- The Washington Times - Thursday, March 7, 2002

JOHANNESBURG President Robert Mugabe calls them loyal war veterans, patriotic Zimbabweans who have risen up spontaneously to fight those who would betray the revolution that brought independence.
Most other Zimbabweans see them as violent foot soldiers in a state-sponsored war to crush Mr. Mugabe's political opponents before this weekend's presidential election.
Often escorted by a protective phalanx of police, militants have firebombed opposition party offices and white-owned farms. They have attacked homes and businesses. They are said to have killed, kidnapped, tortured or simply beaten those seen as Mr. Mugabe's opponents.
Few militants have been arrested. Fewer still have been prosecuted. And some have been rewarded handsomely by an increasingly unpopular and autocratic president who is facing his severest political test against the opposition Movement for Democratic Change in the March 9-10 election.
"They are doing exactly what [Mr. Mugabe] wants. Every day of violence is more votes lost for the MDC," said Shari Eppel, an official with the Amani Trust, a Zimbabwean human-rights group.
In fiery speeches, the president has encouraged and defended his shock troops. After parliamentary elections in 2000, he granted blanket amnesty to those who waged a violent intimidation campaign against opposition groups.
"This is a betrayal of what we fought for," said Wilfred Mhanda, a former officer in the high command of the liberation army that ended white rule in 1980.
"We fought most importantly for freedom and social justice, and there is no political freedom right now," said Mr. Mhanda, director of the Zimbabwe Liberation Platform, a group of war veterans that lobbies for fair governance and human rights.
Joseph Chinotimba, who describes himself as a field commander of the pro-Mugabe militants, denied in a telephone interview that the militants have done anything wrong.
"We are totally peaceful," said Mr. Chinotimba, who accused the MDC and its presidential candidate, Morgan Tsvangirai, of being behind the political violence sweeping the country.
However, Mr. Chinotimba himself has led violent raids on farms, and he has been charged with the murder of a female neighbor he accused of supporting the opposition. He was also convicted of possessing an illegal firearm, but remains free pending appeal.
He once stormed the Supreme Court yelling, "Kill the judges!" With no interference from police guards, he entered the chambers of Chief Justice Anthony Gubbay, whose court had begun striking down unconstitutional laws aimed at strengthening Mr. Mugabe's hold on power, and threatened him.
Justice Gubbay, who had been appointed by Mr. Mugabe, resigned after the government said it would not protect him.
Mr. Chinotimba calls Justice Gubbay "an agent of Ian Smith" the defiant leader of the minority white government in the nation then called Rhodesia (1965-1980).
But it was Mr. Mugabe who appointed Mr. Gubbay chief justice.
Mr. Mugabe rewarded Mr. Chinotimba with a large farm.

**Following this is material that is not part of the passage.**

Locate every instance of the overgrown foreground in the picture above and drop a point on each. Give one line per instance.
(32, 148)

The militants say they are helping redistribute white-owned farms to landless blacks. But many farms have gone to ruling party lawmakers, Mr. Mugabe's ministers and loyalists like Mr. Chinotimba.
Five years ago, after their pension fund was drained by corrupt officials, war veterans took to the streets to demand Mr. Mugabe's resignation. He gave them a huge payout financed by planned new taxes. When court rulings and strikes destroyed the tax plan, the payouts helped sink the economy, taking Mr. Mugabe's popularity with it.
Over the past two years, ruling party militants led by the war veterans have attacked opposition supporters all over the country. They occupied hundreds of white-owned farms, burned the houses of black farm workers and then used the land as bases for intimidating the country's rural voters, human-rights activists say.
More than 100 people have been killed. Human-rights organizations say nearly all the dead have been black opposition supporters.
Foreign governments have pressed Mr. Mugabe to restore the rule of law. The president promised he would, but the violence has escalated, with dozens killed in February.
Many of the militants are far too young to have had any role in the nation's liberation war. Yet nearly all call themselves war veterans.
"Mugabe is taking advantage of the war vets and our youth," Mr. Mhanda said.
Most of the militants hope that, like Mr. Chinotimba, they will be rewarded for their loyalty.
Mr. Mugabe has called his campaign a new liberation fight, and told his supporters to "wage war" on the opposition.
At youth militia training camps, the younger recruits are indoctrinated by war veterans in what they are told is their generation's battle against imperialism and foreign influence, human-rights groups say.
The rhetoric "gives young people the feeling that they are taking part in a war … an ideological linkage to our forefathers fighting colonial occupation," said Brian Kagoro, a human-rights lawyer.